Friday, September 14, 2012

Gardenia

Right between the 2nd and 3rd chapters of John, the hurried resting place where moisture soaked right into the pages of my bible as our family traveled hundreds of miles to our new home. The petals have dried and the holy words have gathered up the fragrance and the tears and the hurt and the hope and the goodbyes.

It hurt to see him weeping over my children when we said those painful goodbyes. He had turned away, stumbling up the path towards the refuge of his home when he stopped short. I watched from the car, wondering if heart failure was settling in. He said he would die without us. I suddenly feared this would come true. But he veered to the left and made his way to the gardenia bush.

He paused for several moments, looking them over. Searching for that one goodbye blossom. One pure white, no crinkled edges, no faded brown lines, no small black ants scurrying through its sweet center.
He pulled one off and made his way back to me. The lump in my throat growing larger the closer he got.

He is an ornery old goat. My Abuelo. Critical, pushy, meddlesome, childish, angry, fierce in his love and irreverent in life. I love him even when I want to escape him.

He handed me this gardenia. Pushed it through the window in one spiteful sweep, pressing it roughly into my hands and looking at me with wistful sad eyes. The cold AC in our van diffuses the scent quickly, we watch in silence as he makes his way back to the house. Abuela stays on the porch, tears rolling down her brave smile-for-the-kids-face. He enters the house and closes the door, walks to the picture window and watches us pull out of the driveway. I watch as his shoulders shake through the shadow of the pane that separates us.  The gardenia carries us away back to my parents home. Then I carried it inside and flipped through a few crackling pages of my bible and pressed it between John 2 and 3.

We all have those scents or sensations that send us rushing into a memory of something. There are elements of life that lead me head first into memories of my four grandparents. Everything from sarna to sawdust to the sunset orange pulp of a mango or the creamy center of an avocado. Gardenias….

Gardenias are a romantic flower. Mysterious in the way it unfolds, delicate petals with a moody temper bent on ruination the moment humidity spikes, uncompromising in the strength of its scent. It is a pleasure to touch, purrs in your hand really. A Cuban love song almost isn’t a love song unless this flower’s name is whispered somewhere in those lilting lines.

For me, this flower is not my own love story, but my grandparent's romances.

My mother’s parents dancing together surrounded by a cloud of piccolo notes  and somehow I think “gardenias.” My father’s parents arguing in the kitchen as they make a batch of ajiaco together. Each adding salt when the other’s back is turned. The heat from the stove, the open window, the harsh words, the flashing tempers, the unraveling…and somehow I think, “gardenias.”

Gardenias are the warm bowl of frijoles negros on the table.

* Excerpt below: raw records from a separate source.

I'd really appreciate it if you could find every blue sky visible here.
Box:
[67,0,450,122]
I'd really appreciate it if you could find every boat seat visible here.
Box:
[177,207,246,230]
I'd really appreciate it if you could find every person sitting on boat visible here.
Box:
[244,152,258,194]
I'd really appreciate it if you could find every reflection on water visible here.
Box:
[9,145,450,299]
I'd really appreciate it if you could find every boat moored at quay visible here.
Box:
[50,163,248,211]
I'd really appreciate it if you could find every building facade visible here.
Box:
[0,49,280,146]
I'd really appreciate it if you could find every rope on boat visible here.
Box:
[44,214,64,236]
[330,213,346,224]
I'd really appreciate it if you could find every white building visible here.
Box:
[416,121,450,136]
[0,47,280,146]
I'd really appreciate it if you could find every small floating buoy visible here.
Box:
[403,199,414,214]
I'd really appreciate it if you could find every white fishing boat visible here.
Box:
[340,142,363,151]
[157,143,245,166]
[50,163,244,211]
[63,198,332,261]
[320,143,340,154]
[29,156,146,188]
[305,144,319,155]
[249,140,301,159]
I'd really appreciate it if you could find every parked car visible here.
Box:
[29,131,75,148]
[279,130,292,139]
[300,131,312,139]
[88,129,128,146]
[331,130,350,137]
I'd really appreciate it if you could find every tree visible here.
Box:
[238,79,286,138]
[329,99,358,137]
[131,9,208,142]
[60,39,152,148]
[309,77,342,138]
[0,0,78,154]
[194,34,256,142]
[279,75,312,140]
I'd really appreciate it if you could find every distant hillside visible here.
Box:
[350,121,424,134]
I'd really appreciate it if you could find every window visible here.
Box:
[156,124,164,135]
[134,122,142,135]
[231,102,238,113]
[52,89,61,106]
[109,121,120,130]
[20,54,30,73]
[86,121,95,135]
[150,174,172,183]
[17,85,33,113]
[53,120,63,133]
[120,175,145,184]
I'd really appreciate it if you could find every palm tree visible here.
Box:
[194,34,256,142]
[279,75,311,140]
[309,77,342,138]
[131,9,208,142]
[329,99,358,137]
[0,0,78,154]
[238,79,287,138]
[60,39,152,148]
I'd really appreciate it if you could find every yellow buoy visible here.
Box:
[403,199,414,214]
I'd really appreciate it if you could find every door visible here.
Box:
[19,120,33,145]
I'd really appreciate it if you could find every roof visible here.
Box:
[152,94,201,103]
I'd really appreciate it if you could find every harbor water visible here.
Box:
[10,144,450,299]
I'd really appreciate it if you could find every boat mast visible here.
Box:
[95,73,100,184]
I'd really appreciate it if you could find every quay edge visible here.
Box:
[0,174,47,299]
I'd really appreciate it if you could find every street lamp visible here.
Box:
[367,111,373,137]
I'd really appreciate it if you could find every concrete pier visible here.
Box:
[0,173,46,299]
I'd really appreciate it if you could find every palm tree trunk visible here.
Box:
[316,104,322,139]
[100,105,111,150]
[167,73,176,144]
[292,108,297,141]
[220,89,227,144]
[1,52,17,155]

The freshly baked loaf of cuban bread on the pallet. The sound of mango tree leaves rustling in the wind weeks after the last piece of fruit has been harvested. The soft rapid sounds of spanish radio falling in the kitchen like rain drops. Gardenias are the feel of wrinkled brown hands grasping my own hands. The feel of slipping my newborn son into the arms of someone who will cloak him in love.

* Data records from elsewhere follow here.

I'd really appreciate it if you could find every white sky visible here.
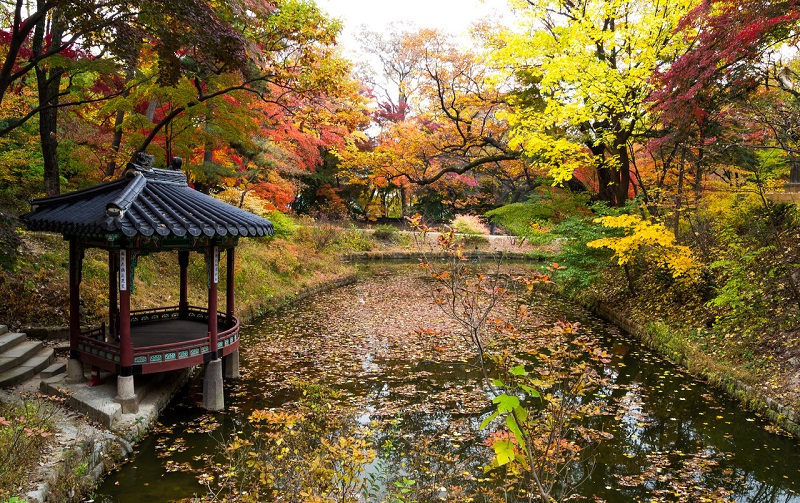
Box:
[316,0,509,54]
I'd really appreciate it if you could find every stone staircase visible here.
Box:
[0,325,66,388]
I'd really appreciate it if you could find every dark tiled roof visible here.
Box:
[20,169,272,237]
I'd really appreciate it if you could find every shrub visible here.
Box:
[297,219,342,251]
[486,187,589,239]
[336,227,373,251]
[265,210,299,239]
[372,224,398,243]
[0,396,55,501]
[450,215,490,234]
[0,209,20,269]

Today my bible dropped off the wood table and onto the floor. The pages spreading awkwardly on the floor. Bits of messages and cut outs of handprints scattering and the slight crunch of a once green leaf. And suddenly, the smell of gardenias.

Is it any wonder that tears flooded my eyes the moment I drew breath? A deep ache spreading throughout my body? A not so deeply buried grief for what I have left behind for these Pennsylvania mountains? It was all wrapped in this oh so familiar scent.

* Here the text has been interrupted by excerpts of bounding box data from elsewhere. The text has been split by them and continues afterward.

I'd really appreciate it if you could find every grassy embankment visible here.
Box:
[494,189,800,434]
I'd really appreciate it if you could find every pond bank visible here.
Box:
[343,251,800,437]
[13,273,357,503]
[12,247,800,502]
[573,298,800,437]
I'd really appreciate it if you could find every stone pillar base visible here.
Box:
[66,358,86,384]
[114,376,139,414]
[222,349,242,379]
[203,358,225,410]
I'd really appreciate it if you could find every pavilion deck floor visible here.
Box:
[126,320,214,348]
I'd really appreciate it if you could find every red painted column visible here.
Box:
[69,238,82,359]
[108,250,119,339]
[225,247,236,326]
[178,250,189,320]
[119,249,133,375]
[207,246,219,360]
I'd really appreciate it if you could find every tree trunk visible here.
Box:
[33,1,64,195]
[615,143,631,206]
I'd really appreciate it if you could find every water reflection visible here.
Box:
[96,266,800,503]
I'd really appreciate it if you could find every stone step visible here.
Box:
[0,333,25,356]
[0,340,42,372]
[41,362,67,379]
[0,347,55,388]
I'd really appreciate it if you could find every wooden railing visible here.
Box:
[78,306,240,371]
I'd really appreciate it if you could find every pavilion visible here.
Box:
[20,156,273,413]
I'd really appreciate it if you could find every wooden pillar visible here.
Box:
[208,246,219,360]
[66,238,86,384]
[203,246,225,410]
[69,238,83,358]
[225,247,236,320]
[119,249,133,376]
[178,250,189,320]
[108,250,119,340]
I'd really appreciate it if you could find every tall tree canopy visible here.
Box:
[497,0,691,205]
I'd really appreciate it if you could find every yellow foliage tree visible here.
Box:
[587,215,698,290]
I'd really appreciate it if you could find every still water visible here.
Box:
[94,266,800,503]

I thought of his dearly loved face. My ornery old goat, Abuelo. The other three that stand beside him in the line of my family tree.

I miss them.

And for the rest of my life, I will open the book of John and inhale that sweet scent of memory and love and unfurling petals and remember them.







Thursday, September 13, 2012

Last Monday

On Monday we sat gathered around the breakfast table, sunlight gently streaming in through the kitchen window. The iPod is playing a few worship tunes from the Miami Worship Choir CD and the boys are singing out loud. I am going through the motions of serving up breakfast. My belly is low and heavy. The dog is in his cage letting out huge sighs of despair that J is nowhere in sight.

Cracking eggs, slathering bread with butter, pouring the steaming hot tea and going through the comforting motions of ritual. My mind is sluggish, thinking about the day-ins and day-outs of the past eleven years. All the breakfasts made and cups of tea consumed, while fighting and death and evil and politics hovered over our heads.

I don’t keep this day a secret from my sons. We pray out loud for those boys and girls that have lost their Mommies and Daddies overseas. They know that men die defending them. They know that once upon a time airplanes hit towers and tears fell and people were lost in the ashes.

They are not too small to understand compassion for those who have lost something so precious. They are not too small to grasp that boys just like them sit at their own breakfast tables and gaze at an empty chair across from them every day.

They are not too small to desire honor, bravery, courage and compassion.